Our Drug Transporter Sciences team at Cyprotex are delighted to announce publication of a review article in Expert Opinion on Drug Metabolism and Toxicology entitled ‘Studying the Right Transporter at the Right Time: An In Vitro Strategy for Assessing Drug-Drug Interaction Risk during Drug Discovery and Development’.
As our understanding of the role of drug transporters in clinical drug-drug interactions (DDIs) has developed, the list of transporters requiring in vitro study by regulators has grown to accommodate assessment of risk for new drugs. Currently, ten transporters require routine study prior to regulatory NDA submission. Getting the timing wrong for these investigations could result in in vitro data being generated either 1) too early in the drug discovery/development timeline and potentially becoming surplus to requirements if the investigational drug fails for reasons of poor pharmacokinetics (and efficacy) or toxicity, or 2) too late to influence finalisation of the clinical development plan resulting in perhaps unnecessary co‑medication exclusions that impact patient recruitment and thus delay clinical trials. In either case, there will be a cost and resource penalty, with the overall impact being considerably cheaper for the former compared with the latter. To minimise these development risks, project teams should study the right transporters at the right time for their investigational drug and the authors (Dr’s Robert Elsby, Hayley Atkinson, Philip Butler and Rob Riley) have tried to address this in their review article by proposing in vitro strategies that could be employed to either mitigate/remove transporter DDI risk during development through frontloading certain studies, or to manage (contextualise) DDI risk to patients in the clinical setting.
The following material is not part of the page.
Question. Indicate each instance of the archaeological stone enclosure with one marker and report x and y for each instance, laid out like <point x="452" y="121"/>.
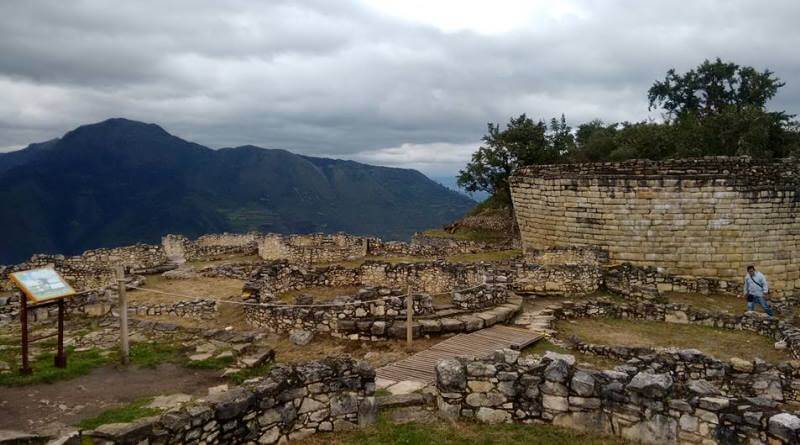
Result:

In the article, an overview of clinically relevant drug transporters and observed DDIs is provided, alongside presentation of key considerations/recommendations for in vitro study design when evaluating drugs as inhibitors or substrates of transporters. Guidance on identifying critical victim co‑medications and their clinically relevant disposition pathways, and using mechanistic static equations for quantitative prediction of DDI (demonstrating a 97% predictive accuracy for 28 statin DDIs) is also compiled. To truly alleviate or manage clinical risk, the industry would benefit from moving away from current regulatory qualitative basic static equation approaches to quantitative mechanistic DDI prediction, thereby contextualising risk to ascertain whether a transporter DDI is simply pharmacokinetic or clinically significant requiring intervention. Furthermore, such a mechanistic approach can be used towards either mitigating perpetrator DDI risk early during candidate selection, or managing clinical risk and aiding patient recruitment by informing labels and potentially providing an alternative to conducting costly clinical interaction studies with co-medications in the future.